The best part of the book are the chapters on Iran and Lebanon. The first deals with how the Iranian Revolution upset the status quo in the Middle East and was seen as a threat by countries like Iraq leading to the Iran-Iraq War, the Saudis who believed Tehran was stirring up its Shiite population, and the Gulf States after an attempted uprising in Bahrain in 1981. Then there’s a chapter analyzing what kind of regime Khomeini led. It used the phrase authoritarian populism with a mass base amongst the poor which was able to displace the liberal, secular and other Islamist elements of the Iranian Revolution and solidify its hold over the state. Finally, there are two chapters on Lebanon focusing upon Musa al-Sadr and the Amal movement. They emerged out of the interplay between Christian militias, Palestinians, and two Israeli invasions. There are two chapters on Lebanon however which cover the exact same material and the second one doesn’t add much to the first so it was an odd decision to include both. Arab countries around the Persian Gulf still see Iran as a threat to this day and there’s good information attempting to explain the Iranian Revolution.

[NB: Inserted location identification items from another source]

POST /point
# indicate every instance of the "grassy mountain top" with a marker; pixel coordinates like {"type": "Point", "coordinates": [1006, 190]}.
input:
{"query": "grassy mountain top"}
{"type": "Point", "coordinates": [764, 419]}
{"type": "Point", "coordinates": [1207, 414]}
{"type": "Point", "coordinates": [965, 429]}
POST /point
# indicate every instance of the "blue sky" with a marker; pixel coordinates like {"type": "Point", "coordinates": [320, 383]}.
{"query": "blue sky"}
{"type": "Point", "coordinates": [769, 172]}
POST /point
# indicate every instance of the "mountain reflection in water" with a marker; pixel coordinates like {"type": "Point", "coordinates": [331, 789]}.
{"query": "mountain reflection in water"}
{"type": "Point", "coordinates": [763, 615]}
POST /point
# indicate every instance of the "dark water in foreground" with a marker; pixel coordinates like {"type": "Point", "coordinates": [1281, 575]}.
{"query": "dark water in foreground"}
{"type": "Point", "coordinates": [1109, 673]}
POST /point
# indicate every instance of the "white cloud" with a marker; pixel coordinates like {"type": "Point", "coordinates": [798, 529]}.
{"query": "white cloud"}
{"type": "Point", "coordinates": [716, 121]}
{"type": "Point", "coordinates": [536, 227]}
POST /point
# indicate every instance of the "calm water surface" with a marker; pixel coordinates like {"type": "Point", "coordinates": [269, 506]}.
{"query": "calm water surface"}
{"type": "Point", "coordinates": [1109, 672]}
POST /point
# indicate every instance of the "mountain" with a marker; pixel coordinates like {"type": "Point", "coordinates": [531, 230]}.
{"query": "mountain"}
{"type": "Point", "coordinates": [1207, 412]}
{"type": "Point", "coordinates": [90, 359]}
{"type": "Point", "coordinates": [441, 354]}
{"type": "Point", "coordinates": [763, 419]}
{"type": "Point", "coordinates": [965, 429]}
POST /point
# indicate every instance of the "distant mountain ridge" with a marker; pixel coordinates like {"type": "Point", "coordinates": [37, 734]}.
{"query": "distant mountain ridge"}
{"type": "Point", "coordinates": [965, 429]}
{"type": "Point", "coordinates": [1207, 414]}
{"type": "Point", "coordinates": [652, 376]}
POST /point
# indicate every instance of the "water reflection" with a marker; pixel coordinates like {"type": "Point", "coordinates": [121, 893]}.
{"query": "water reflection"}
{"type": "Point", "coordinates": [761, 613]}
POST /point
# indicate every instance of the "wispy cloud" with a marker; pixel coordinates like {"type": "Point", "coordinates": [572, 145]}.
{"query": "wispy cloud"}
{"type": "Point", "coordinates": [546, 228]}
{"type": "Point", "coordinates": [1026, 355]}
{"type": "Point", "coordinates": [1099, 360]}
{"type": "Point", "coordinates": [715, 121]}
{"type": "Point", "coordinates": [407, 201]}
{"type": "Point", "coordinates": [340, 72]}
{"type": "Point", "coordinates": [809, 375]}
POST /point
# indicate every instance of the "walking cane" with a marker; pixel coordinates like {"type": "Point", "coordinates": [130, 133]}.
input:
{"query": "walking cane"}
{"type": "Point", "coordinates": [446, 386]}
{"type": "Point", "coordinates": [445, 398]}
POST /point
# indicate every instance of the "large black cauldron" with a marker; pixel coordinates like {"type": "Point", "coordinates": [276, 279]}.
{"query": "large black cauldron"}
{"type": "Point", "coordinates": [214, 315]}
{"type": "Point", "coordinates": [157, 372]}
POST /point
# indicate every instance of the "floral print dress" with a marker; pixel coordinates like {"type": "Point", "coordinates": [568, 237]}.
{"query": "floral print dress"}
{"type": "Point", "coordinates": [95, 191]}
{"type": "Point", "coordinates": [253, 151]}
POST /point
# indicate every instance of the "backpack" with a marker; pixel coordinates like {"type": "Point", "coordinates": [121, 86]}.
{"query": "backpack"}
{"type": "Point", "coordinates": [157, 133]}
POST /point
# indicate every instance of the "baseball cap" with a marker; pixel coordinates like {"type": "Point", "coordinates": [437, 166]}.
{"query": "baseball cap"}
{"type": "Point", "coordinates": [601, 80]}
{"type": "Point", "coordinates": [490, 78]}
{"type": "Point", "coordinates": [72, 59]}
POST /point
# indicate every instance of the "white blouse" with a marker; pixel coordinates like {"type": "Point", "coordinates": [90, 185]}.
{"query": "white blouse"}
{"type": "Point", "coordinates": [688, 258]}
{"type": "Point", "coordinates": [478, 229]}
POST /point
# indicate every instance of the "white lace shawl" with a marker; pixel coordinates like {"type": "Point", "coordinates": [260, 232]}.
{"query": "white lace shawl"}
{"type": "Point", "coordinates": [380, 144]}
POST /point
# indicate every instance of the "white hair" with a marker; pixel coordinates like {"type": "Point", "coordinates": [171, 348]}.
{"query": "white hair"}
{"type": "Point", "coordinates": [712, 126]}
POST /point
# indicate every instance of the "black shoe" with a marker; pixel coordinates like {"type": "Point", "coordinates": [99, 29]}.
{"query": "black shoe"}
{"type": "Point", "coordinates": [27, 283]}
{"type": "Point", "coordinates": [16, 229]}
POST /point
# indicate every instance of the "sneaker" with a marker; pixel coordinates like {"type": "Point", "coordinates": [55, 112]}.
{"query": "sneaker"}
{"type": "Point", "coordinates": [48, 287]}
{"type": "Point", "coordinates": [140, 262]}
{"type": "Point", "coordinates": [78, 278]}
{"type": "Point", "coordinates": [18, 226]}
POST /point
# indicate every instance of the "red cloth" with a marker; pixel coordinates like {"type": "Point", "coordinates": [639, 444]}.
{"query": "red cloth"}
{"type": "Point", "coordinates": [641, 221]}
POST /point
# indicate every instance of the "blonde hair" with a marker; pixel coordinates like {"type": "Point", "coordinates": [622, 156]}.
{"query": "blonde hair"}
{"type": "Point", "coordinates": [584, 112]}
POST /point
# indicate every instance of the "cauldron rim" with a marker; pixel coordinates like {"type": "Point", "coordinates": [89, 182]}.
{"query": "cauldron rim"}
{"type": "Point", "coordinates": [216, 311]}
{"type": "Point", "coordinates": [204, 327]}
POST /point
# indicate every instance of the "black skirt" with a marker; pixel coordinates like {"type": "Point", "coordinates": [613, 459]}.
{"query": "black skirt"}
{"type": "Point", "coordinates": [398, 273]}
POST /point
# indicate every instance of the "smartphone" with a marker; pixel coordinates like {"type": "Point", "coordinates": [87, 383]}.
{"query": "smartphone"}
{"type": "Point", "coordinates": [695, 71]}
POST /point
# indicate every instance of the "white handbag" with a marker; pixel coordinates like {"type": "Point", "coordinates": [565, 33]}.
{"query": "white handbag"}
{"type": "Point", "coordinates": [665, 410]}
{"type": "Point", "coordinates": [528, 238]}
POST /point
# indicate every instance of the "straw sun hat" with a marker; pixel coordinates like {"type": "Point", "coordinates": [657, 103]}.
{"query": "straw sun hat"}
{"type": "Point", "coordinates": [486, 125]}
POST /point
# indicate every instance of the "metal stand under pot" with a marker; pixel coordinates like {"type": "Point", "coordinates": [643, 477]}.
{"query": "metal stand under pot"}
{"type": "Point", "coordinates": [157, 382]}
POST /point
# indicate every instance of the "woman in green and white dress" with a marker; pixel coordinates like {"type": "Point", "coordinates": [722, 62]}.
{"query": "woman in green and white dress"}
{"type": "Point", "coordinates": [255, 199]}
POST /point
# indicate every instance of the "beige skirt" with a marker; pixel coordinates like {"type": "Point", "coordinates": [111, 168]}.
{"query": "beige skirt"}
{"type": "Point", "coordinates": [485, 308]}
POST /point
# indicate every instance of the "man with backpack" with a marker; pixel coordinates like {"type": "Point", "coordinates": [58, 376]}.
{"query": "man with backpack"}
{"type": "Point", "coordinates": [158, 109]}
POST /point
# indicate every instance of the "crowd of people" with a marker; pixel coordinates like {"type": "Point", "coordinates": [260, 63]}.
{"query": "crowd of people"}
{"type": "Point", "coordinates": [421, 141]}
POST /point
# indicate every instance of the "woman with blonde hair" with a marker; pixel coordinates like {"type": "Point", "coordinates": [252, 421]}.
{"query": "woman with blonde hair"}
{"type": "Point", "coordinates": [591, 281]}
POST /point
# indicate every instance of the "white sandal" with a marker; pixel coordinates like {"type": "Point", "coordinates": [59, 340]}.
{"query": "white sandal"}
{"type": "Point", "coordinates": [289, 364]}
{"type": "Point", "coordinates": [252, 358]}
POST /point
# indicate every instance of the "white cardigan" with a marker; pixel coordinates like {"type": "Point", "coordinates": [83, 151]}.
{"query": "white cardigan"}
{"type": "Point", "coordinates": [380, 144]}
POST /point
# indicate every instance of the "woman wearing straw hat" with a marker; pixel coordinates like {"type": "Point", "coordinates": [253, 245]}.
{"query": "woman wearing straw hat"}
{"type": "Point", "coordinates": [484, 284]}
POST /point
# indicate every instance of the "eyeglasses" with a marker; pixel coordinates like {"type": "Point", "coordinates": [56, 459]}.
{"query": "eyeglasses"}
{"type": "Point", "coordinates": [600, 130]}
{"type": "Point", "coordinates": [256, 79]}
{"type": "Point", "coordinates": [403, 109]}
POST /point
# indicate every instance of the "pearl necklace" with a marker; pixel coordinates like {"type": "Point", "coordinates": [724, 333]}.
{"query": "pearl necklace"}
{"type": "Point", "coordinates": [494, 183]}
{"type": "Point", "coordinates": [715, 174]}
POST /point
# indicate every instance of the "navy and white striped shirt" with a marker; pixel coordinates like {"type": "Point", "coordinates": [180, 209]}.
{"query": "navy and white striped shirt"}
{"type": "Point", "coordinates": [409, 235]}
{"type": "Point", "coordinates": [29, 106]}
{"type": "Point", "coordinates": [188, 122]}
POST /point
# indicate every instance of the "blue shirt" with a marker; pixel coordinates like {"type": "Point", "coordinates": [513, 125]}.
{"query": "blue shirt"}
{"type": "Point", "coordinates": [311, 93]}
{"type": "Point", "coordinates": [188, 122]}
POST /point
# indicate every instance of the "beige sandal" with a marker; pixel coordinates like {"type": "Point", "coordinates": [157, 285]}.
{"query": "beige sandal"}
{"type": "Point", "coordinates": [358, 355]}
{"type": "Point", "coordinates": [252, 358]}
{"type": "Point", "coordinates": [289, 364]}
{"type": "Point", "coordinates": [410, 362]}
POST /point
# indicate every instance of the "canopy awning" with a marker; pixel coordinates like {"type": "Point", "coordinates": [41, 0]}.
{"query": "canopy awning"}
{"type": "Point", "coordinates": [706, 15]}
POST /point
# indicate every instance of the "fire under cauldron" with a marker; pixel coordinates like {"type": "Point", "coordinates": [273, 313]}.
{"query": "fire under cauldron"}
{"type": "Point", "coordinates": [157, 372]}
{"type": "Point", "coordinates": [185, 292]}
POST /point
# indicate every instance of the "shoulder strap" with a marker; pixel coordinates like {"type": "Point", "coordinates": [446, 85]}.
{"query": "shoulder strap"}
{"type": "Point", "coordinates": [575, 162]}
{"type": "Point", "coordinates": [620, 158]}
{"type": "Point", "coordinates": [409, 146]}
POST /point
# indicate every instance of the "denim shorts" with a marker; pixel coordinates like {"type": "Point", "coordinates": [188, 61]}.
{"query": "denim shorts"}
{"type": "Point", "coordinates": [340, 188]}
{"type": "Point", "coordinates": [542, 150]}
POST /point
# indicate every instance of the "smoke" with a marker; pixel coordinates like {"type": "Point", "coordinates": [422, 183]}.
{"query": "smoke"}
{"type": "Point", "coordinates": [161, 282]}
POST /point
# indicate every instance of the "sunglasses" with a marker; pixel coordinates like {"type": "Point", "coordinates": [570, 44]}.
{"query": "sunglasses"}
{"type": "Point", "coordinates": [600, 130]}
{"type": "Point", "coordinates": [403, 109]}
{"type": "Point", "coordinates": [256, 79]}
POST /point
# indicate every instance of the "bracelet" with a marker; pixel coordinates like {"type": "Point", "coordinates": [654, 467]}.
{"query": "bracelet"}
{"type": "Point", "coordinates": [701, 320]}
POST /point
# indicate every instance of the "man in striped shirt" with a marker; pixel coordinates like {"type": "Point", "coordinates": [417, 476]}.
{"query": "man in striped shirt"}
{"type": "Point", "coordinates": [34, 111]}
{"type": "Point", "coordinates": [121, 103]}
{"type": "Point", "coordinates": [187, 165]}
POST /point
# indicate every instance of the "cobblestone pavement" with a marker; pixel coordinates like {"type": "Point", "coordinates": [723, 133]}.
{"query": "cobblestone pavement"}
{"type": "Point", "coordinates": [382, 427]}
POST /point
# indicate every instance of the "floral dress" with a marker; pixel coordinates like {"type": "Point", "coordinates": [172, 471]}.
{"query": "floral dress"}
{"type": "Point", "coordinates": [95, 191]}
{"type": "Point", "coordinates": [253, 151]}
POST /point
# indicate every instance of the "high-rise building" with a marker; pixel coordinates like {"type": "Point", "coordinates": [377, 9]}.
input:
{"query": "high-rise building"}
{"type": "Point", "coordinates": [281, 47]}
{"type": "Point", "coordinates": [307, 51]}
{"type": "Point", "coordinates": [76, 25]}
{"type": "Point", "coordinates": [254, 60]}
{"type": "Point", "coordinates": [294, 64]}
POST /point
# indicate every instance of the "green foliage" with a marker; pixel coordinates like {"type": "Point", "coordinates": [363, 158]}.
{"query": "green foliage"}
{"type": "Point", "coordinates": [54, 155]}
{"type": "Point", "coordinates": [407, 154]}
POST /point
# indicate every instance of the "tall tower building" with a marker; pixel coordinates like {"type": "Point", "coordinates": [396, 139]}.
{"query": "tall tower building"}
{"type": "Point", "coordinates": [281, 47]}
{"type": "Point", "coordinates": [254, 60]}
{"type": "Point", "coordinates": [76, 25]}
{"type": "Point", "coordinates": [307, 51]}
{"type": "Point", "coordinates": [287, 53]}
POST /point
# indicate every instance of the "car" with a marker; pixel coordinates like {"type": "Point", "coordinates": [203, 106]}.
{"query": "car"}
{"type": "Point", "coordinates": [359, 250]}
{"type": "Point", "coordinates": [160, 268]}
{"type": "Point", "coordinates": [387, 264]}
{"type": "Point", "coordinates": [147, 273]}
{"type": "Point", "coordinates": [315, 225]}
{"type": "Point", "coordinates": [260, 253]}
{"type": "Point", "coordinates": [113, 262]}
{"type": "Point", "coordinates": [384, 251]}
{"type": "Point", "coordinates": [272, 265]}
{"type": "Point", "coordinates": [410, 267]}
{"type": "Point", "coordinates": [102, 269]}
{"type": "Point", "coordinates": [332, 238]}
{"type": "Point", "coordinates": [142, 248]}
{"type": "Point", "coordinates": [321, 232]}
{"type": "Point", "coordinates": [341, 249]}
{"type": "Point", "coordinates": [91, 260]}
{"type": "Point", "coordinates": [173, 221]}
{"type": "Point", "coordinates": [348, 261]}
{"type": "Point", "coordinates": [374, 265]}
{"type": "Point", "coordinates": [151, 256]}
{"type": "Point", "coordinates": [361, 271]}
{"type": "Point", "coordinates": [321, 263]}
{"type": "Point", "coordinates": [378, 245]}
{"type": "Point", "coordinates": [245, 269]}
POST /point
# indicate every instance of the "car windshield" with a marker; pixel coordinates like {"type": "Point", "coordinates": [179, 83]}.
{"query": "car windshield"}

There are some selections which have not stood up to the test of time. The chapter by famed Iraqi researcher Hanna Batatu on the Dawa Party of Iraq is a case in point. Batatu starts off fine pointing out the rise of Communism in the 1940s and secularism greatly reduced the number of religious Shiites. Then the Arif government was considered sectarian. That all led to the birth of Dawa Iraq’s first religious Shiite party. Then the rest of the history of the group is mostly wrong. Batatu for instance claims that Ayatollah Mohammed Baqir al-Sadr was not associated with the party at first when it was formed in the 1950s and the two didn’t come together until the Iranian Revolution. He also wrote that Dawa spread through Karbala and Baghdad. More contemporary research shows that Sadr was the spiritual leader of Dawa from the start and that Dawa was seen as a Najaf based party and faced opposition in other cities as a result. There was hardly any information on the party when Batatu was writing because it had been forced underground by Saddam and then into exile, so the article was a reflection of its period.
Finally, there are chapters that just don’t seem to belong in such a volume. There’s a chapter on Iran’s influence upon opposition parties in Egypt for instance that focuses upon the Muslim Brotherhood that supported the Iranian Revolution and a left Islamic leader. Neither of those were Shiite so what is it doing in a book about that community? Then the closing section is on how Soviet scholars viewed Shiites. Again, this is not about Shiite movements so why was it included?
Overall, Shi’ism and Social Protest has some interesting chapters but it’s pretty inconsistent. This is part and parcel of any anthology and this is no exception.